Las horas pasaban, y todo era oscuridad, diría que era de noche, si el cielo fuera de la ventana no siempre estuviera oscuro y cubierto de nubes grises y negras. No podía dormir, no, me negaba a hacerlo. Tenía mis oídos a alerta, totalmente pendiente de lo que sucedía a mi alrededor. Al tanto de cada movimiento y respiración del compañero que compartía habitación conmigo.

Pasaron las horas, y el cansancio comenzaba a rendirme, mi alerta se volvía cada vez más ineficiente.
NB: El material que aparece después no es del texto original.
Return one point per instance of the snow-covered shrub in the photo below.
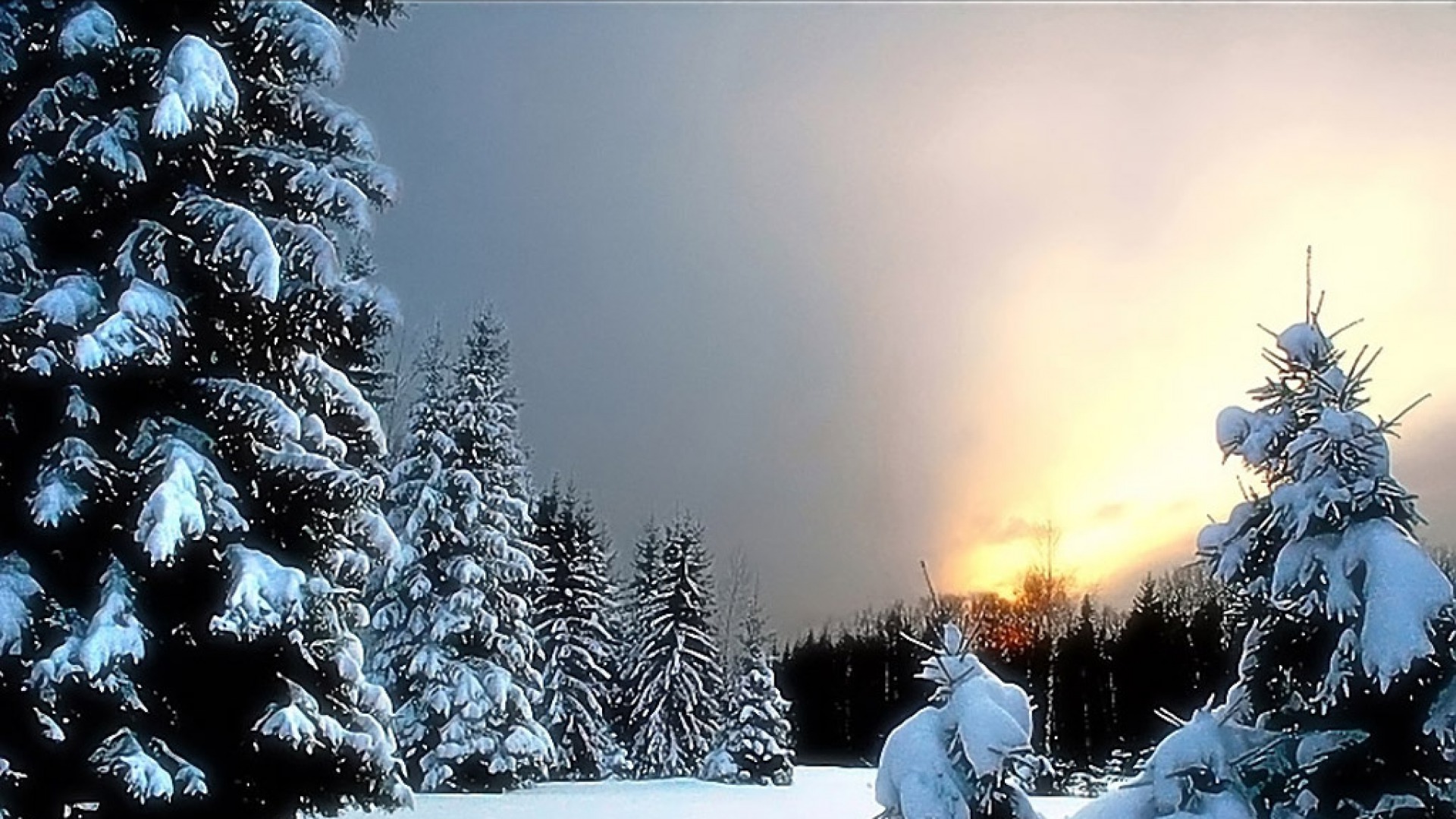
(967, 752)
(756, 745)
(188, 504)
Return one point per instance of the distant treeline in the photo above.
(1097, 676)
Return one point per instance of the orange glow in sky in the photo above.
(1166, 193)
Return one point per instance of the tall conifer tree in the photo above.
(676, 673)
(187, 452)
(1350, 630)
(455, 643)
(582, 651)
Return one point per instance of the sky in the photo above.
(868, 284)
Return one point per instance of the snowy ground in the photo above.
(817, 793)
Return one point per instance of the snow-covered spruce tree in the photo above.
(676, 675)
(571, 624)
(187, 504)
(1350, 632)
(455, 645)
(756, 745)
(965, 755)
(625, 620)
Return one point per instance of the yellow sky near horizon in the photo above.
(1161, 200)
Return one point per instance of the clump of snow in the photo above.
(143, 253)
(258, 409)
(1193, 773)
(338, 121)
(111, 145)
(17, 589)
(310, 39)
(308, 249)
(976, 719)
(188, 500)
(1305, 344)
(196, 80)
(15, 246)
(71, 302)
(265, 595)
(343, 397)
(1251, 435)
(118, 341)
(1402, 591)
(237, 238)
(77, 410)
(69, 466)
(99, 651)
(91, 28)
(305, 725)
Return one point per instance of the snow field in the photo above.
(817, 793)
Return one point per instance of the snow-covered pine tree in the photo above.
(756, 745)
(185, 452)
(1350, 632)
(571, 624)
(965, 755)
(625, 620)
(456, 646)
(487, 433)
(676, 675)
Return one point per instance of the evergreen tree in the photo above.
(626, 617)
(187, 458)
(1348, 645)
(573, 627)
(676, 676)
(456, 649)
(1085, 686)
(755, 745)
(1139, 659)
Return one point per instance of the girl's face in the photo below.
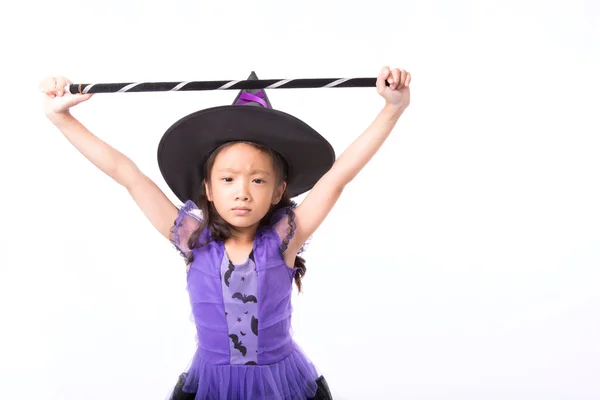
(243, 185)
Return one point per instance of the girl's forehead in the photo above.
(243, 156)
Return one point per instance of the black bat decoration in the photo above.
(254, 325)
(245, 298)
(238, 345)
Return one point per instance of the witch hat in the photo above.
(187, 144)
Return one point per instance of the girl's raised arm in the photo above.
(152, 201)
(323, 196)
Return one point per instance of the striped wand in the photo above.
(84, 88)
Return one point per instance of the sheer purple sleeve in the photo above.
(188, 220)
(284, 225)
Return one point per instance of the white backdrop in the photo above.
(462, 263)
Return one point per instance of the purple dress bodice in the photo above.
(242, 315)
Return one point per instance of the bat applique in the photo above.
(238, 345)
(244, 298)
(254, 325)
(228, 273)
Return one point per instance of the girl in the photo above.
(235, 168)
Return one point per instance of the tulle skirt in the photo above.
(293, 378)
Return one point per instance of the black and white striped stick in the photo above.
(84, 88)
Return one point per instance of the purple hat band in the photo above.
(246, 97)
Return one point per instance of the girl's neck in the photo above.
(243, 236)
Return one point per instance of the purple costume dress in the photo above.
(242, 315)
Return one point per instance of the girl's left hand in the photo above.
(397, 94)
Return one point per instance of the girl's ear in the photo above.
(207, 190)
(278, 194)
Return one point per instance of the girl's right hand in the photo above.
(56, 100)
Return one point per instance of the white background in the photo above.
(462, 263)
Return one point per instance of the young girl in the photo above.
(235, 169)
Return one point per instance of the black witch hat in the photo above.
(187, 144)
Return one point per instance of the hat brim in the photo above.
(187, 144)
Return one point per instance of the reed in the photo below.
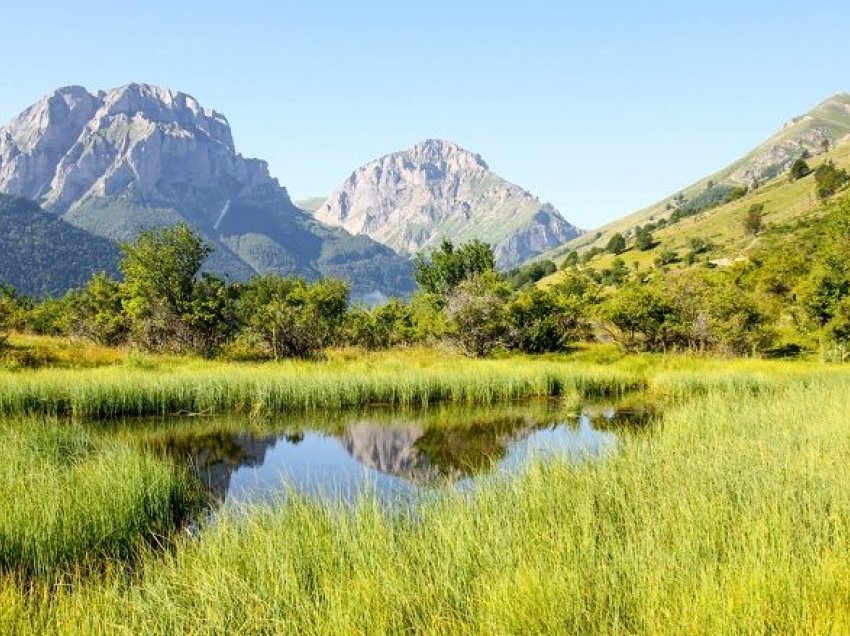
(69, 502)
(732, 517)
(259, 389)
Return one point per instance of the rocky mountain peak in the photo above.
(160, 105)
(150, 142)
(141, 155)
(440, 150)
(410, 200)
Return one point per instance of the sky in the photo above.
(600, 108)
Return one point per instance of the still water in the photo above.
(393, 455)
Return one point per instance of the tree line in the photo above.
(790, 295)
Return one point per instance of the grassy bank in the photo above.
(71, 502)
(151, 387)
(732, 517)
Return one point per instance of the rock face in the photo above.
(140, 155)
(818, 130)
(411, 200)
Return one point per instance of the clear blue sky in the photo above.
(599, 107)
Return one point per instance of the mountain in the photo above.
(819, 133)
(42, 255)
(139, 155)
(699, 230)
(413, 199)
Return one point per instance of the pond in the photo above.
(392, 454)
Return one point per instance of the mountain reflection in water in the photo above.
(394, 458)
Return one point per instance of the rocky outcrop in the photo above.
(140, 155)
(411, 200)
(825, 126)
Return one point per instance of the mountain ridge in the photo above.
(802, 135)
(412, 199)
(114, 162)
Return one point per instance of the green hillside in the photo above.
(760, 171)
(42, 255)
(720, 229)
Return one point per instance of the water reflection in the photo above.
(391, 454)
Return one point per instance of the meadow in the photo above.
(729, 515)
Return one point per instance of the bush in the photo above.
(754, 221)
(799, 169)
(293, 319)
(478, 316)
(829, 180)
(616, 244)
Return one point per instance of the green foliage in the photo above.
(711, 197)
(616, 244)
(43, 255)
(754, 221)
(290, 316)
(644, 241)
(389, 325)
(478, 316)
(829, 179)
(615, 275)
(571, 260)
(738, 192)
(8, 306)
(639, 317)
(69, 503)
(543, 321)
(712, 313)
(531, 273)
(799, 169)
(98, 312)
(666, 257)
(441, 271)
(160, 269)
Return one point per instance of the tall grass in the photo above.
(67, 502)
(734, 517)
(201, 387)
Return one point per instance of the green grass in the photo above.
(69, 501)
(733, 516)
(407, 379)
(783, 201)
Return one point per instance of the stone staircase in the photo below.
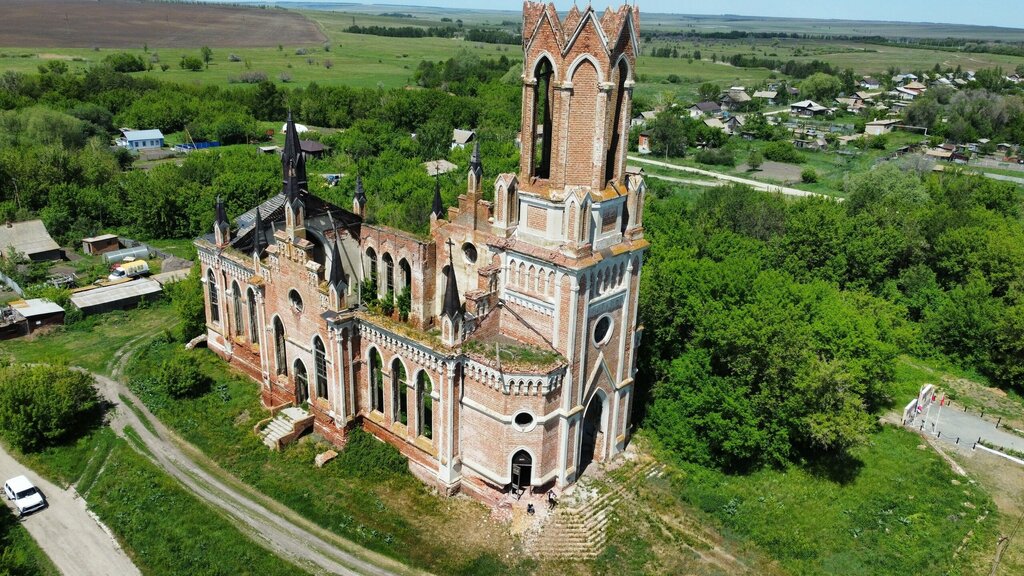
(285, 426)
(578, 528)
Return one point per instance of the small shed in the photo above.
(39, 313)
(100, 244)
(117, 296)
(29, 238)
(119, 255)
(437, 167)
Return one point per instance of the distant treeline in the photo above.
(790, 68)
(946, 44)
(473, 35)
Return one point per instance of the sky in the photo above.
(985, 12)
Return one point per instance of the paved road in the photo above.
(270, 524)
(753, 183)
(969, 427)
(66, 531)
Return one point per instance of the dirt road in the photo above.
(66, 531)
(270, 524)
(753, 183)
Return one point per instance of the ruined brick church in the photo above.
(514, 365)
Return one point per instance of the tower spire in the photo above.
(221, 228)
(437, 210)
(452, 305)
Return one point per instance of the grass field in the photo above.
(365, 60)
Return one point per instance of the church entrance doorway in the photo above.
(593, 433)
(522, 470)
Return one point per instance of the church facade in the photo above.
(498, 353)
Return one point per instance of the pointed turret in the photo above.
(359, 199)
(437, 210)
(221, 228)
(337, 285)
(259, 236)
(293, 164)
(452, 323)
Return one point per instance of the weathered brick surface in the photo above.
(517, 287)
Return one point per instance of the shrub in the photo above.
(123, 62)
(194, 64)
(43, 405)
(782, 152)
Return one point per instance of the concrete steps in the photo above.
(288, 424)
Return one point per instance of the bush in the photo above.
(43, 405)
(194, 64)
(716, 156)
(782, 152)
(123, 62)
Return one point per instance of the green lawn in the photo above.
(19, 554)
(367, 495)
(894, 504)
(92, 342)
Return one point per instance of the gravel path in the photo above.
(76, 542)
(753, 183)
(270, 524)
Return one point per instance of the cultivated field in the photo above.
(121, 24)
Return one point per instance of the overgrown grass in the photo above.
(366, 495)
(894, 504)
(166, 529)
(92, 342)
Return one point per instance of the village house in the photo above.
(499, 353)
(808, 109)
(140, 139)
(700, 110)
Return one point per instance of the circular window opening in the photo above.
(602, 330)
(470, 252)
(523, 421)
(295, 299)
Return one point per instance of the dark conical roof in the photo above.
(438, 207)
(221, 217)
(452, 304)
(293, 164)
(337, 278)
(474, 161)
(360, 195)
(259, 238)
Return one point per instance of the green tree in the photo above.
(820, 87)
(42, 405)
(194, 64)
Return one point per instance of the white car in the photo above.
(26, 496)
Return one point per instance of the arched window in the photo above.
(253, 322)
(240, 324)
(611, 158)
(542, 119)
(301, 383)
(388, 273)
(425, 404)
(211, 286)
(376, 383)
(372, 257)
(407, 274)
(281, 356)
(399, 392)
(320, 367)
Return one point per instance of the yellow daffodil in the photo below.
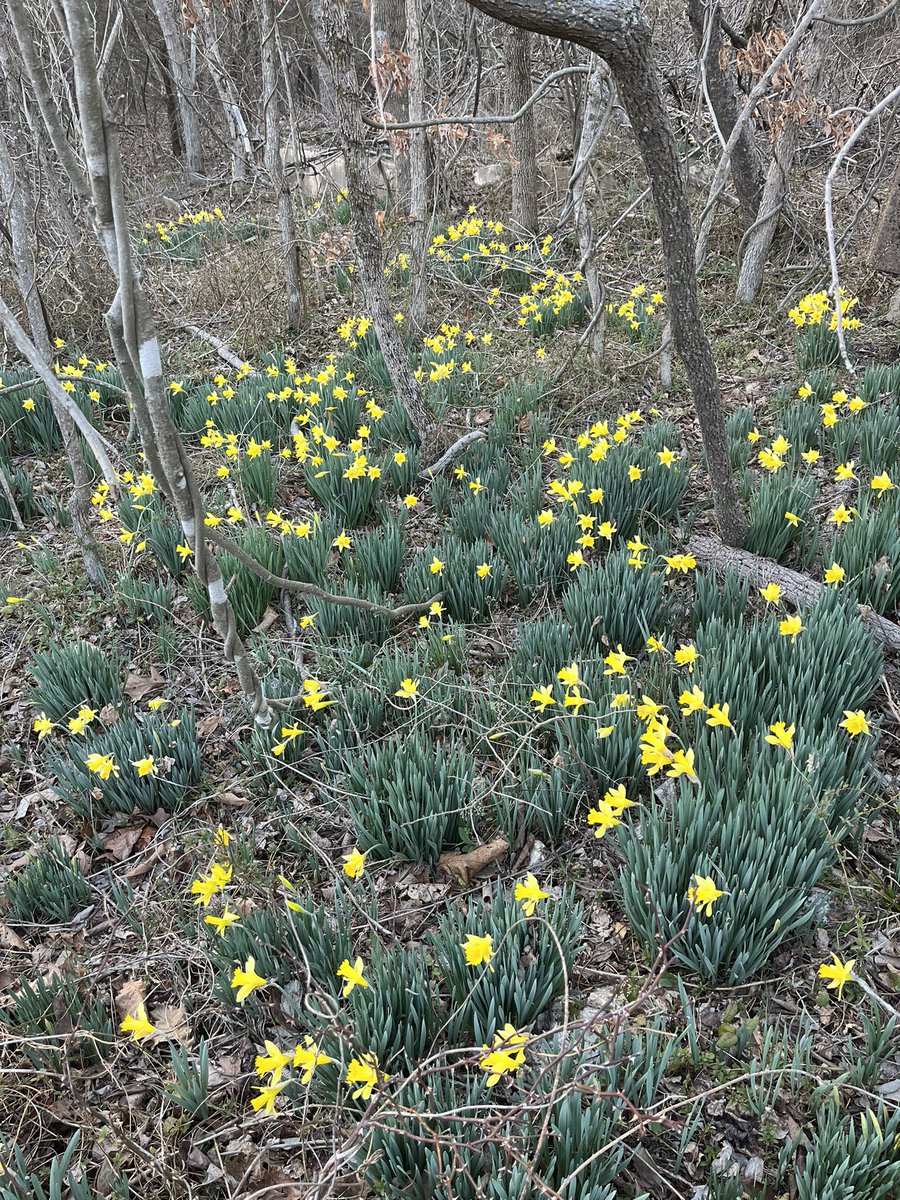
(703, 893)
(837, 973)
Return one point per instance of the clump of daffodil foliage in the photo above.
(138, 765)
(567, 678)
(73, 676)
(51, 887)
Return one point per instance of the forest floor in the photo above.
(571, 744)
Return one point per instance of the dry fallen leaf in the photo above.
(130, 997)
(120, 843)
(10, 940)
(108, 715)
(267, 621)
(463, 867)
(171, 1024)
(137, 687)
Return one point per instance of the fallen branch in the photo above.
(309, 589)
(451, 454)
(225, 352)
(797, 588)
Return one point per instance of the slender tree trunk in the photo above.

Por momentos, me dormía por unos segundos, para volver a abrir los ojos alertada. Me negaba a dormir. No quería bajar la guardia.

Abrí los ojos con sorpresa, y mi cuerpo se endureció por completo cuando lo percibí.

Algo se hundió en el colchón a mi lado, ejerciendo su peso corporal. Sentí una brisa invadir mi cuerpo cuando la sábana se elevó a mi espalda para dar paso a otro cuerpo.

No me atreví a girarme y a encarar a esa persona de frente, pero podía sentir su presencia muy cerca.

Ahogué un grito de sorpresa, cuando sentí que unos dedos callosos acariciaron mis rodillas. Contuve la respiración, sintiendo como esos dedos corrieron el dobladillo de la pollera, por toda la extensión de mi pierna, hasta dejar mis muslos descubiertos.